Ni « chassée d’Afrique », ni « en déclin » : la France est-elle dans le déni ?
Pour le ministre français délégué au Commerce extérieur, la France n’a pas été chassée d’Afrique. Tout juste semble-t-elle changer son fusil d’épaule.
-
Damien Glez
Dessinateur et éditorialiste franco-burkinabè.
Publié le 23 novembre 2023 Lecture : 2 minutes.

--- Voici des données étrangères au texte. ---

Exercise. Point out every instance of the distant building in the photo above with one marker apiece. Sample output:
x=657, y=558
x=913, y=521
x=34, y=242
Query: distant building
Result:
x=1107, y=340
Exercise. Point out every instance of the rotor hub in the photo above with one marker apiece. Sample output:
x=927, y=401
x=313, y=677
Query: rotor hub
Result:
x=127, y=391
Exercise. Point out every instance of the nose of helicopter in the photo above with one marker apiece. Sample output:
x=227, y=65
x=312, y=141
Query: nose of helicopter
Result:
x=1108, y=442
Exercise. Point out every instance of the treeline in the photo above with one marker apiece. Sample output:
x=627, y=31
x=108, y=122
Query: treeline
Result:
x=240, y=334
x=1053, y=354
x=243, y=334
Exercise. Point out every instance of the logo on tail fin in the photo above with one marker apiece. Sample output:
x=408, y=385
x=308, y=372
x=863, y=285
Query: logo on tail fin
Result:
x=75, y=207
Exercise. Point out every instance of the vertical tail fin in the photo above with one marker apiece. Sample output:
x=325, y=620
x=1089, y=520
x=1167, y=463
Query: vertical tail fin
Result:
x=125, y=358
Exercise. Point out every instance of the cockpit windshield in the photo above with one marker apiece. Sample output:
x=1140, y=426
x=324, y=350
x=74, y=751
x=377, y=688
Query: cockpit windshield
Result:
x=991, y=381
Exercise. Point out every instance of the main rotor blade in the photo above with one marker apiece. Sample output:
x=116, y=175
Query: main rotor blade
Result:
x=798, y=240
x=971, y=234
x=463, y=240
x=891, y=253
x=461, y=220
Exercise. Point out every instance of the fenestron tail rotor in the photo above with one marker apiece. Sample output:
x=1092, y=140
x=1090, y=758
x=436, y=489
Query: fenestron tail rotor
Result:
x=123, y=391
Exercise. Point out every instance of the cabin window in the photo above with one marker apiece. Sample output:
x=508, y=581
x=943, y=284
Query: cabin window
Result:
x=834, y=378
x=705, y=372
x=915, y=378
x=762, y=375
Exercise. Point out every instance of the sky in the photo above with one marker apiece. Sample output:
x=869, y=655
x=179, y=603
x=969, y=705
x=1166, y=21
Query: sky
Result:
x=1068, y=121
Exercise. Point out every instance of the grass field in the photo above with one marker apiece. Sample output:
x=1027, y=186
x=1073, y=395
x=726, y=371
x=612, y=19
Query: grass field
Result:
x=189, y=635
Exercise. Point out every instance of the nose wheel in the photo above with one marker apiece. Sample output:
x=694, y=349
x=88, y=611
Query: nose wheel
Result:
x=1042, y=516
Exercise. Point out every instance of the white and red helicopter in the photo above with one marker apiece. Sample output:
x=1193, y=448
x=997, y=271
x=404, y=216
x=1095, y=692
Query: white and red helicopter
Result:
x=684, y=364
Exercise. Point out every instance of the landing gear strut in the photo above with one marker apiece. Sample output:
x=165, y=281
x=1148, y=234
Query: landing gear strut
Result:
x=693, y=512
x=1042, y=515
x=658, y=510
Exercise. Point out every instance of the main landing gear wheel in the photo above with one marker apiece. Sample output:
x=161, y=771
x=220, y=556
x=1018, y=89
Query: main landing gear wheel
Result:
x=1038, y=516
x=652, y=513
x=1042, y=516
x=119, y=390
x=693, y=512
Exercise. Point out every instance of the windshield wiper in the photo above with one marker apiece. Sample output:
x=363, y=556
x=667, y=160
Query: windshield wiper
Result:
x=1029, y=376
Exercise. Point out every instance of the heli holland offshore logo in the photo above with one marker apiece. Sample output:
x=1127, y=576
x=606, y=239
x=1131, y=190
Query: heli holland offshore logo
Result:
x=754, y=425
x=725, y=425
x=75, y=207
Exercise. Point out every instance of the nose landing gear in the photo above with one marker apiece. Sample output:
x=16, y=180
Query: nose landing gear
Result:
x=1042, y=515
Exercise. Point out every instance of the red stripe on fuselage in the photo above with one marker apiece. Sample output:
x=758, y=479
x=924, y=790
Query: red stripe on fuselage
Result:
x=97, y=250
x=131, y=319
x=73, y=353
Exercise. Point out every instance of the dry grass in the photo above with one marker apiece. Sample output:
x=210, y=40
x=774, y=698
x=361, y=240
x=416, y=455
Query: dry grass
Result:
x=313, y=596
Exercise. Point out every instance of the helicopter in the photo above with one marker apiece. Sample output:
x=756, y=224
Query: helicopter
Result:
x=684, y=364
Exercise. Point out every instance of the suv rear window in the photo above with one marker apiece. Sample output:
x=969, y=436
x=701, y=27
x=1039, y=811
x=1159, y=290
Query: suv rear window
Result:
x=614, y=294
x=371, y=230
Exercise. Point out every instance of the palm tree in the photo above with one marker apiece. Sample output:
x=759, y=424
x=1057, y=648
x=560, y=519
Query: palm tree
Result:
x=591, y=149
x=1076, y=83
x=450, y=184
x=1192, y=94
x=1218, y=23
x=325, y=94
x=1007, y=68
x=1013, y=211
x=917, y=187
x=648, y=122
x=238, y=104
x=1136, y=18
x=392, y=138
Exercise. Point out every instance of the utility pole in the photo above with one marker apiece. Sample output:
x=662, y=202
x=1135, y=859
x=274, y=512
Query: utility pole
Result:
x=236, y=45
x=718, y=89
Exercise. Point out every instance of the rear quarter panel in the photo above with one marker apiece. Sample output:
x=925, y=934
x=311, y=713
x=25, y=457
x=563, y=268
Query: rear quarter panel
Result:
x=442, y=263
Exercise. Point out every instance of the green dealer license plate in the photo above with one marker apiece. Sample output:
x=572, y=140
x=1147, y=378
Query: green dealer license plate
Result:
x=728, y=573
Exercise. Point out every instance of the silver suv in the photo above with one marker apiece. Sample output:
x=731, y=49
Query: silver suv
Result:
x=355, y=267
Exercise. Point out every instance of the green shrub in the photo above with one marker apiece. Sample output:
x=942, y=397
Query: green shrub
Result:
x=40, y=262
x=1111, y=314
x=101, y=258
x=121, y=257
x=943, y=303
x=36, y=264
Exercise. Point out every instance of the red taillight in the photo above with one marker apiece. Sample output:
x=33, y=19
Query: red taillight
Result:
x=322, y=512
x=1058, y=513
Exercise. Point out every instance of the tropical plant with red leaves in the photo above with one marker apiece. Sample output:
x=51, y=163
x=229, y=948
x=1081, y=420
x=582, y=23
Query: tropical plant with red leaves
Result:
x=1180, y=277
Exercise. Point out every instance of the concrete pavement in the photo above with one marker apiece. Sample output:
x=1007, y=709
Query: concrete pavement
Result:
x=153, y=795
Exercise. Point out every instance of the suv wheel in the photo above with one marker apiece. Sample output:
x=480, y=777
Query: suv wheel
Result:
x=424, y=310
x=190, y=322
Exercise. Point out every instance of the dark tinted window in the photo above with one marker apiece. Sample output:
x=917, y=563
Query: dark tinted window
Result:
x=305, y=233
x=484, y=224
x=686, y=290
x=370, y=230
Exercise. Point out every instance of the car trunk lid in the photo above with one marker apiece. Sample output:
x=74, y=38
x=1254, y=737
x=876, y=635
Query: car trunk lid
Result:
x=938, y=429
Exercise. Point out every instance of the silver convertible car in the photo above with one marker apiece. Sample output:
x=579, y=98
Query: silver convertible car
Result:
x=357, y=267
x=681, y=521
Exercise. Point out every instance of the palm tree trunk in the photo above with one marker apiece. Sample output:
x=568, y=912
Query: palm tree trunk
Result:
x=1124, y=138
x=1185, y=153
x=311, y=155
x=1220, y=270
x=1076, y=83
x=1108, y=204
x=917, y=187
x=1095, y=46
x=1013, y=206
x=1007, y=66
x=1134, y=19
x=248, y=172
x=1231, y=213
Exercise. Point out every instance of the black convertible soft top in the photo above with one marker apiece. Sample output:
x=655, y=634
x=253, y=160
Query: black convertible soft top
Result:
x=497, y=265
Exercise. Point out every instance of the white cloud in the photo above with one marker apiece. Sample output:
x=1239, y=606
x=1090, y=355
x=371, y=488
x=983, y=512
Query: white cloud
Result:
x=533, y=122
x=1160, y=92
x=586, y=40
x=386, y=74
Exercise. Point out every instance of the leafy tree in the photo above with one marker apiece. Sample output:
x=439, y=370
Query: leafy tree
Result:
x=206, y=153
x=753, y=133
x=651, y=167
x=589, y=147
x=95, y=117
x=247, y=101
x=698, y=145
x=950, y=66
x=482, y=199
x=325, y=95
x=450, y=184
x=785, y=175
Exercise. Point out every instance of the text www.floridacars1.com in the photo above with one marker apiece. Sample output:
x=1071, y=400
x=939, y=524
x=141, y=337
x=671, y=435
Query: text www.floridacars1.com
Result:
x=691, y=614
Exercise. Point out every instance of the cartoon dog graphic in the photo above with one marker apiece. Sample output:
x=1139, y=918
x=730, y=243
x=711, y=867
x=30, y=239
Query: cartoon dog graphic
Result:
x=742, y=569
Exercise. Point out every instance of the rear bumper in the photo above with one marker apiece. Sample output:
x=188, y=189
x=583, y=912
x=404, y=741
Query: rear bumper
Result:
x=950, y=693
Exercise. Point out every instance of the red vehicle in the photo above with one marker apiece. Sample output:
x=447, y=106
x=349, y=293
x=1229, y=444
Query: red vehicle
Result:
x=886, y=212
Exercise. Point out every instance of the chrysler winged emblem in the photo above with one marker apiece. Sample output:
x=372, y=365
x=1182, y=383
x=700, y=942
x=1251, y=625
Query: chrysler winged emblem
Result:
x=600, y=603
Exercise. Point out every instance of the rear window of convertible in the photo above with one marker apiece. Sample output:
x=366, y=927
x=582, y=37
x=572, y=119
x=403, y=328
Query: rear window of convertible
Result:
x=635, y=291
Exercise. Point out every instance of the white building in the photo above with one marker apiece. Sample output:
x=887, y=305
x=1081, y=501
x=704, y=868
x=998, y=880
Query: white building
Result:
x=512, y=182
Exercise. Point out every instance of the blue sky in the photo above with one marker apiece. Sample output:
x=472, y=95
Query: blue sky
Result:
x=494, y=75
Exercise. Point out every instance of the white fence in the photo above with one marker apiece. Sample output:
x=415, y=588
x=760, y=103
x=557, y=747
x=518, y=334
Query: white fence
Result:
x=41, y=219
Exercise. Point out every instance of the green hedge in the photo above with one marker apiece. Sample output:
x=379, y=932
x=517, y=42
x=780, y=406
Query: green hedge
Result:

Alors que les députés français et leur gouvernement débattaient, ce 21 novembre, des « partenariats renouvelés entre la France et les pays africains », le ministre délégué au Commerce extérieur déroulait ce qui ressemble à une méthode Coué, carte d’embarquement à l’appui. C’est avant un voyage à Lagos qu’Olivier Becht a voulu détourner le regard du Sahel « souverainiste » en atomisant le cliché du pré-carré francophone, alors que le Nigeria est, selon son ministère, « le premier partenaire commercial de la France en Afrique subsaharienne ».
« Pas du tout en déclin »
À l’Agence France-Presse, le ministre délégué a été catégorique : « Contrairement à ce que véhiculent certains médias, et notamment les réseaux sociaux, la France n’est absolument pas chassée d’Afrique et nous ne sommes pas du tout en déclin ». Et le représentant de commerce gouvernemental de dérouler la logorrhée d’usage. Accompagné, à Lagos, d’une dizaine de PME, il participera notamment à la signature de « plusieurs contrats », son pays fabriquant aujourd’hui « parmi les meilleurs produits au monde (…) qui sont aux normes environnementales (…), prennent en compte les populations locales et (…) cherchent à créer de la valeur ajoutée », et ceci « dans tous les domaines », notamment le développement d’infrastructures de mobilité, d’éducation et de santé.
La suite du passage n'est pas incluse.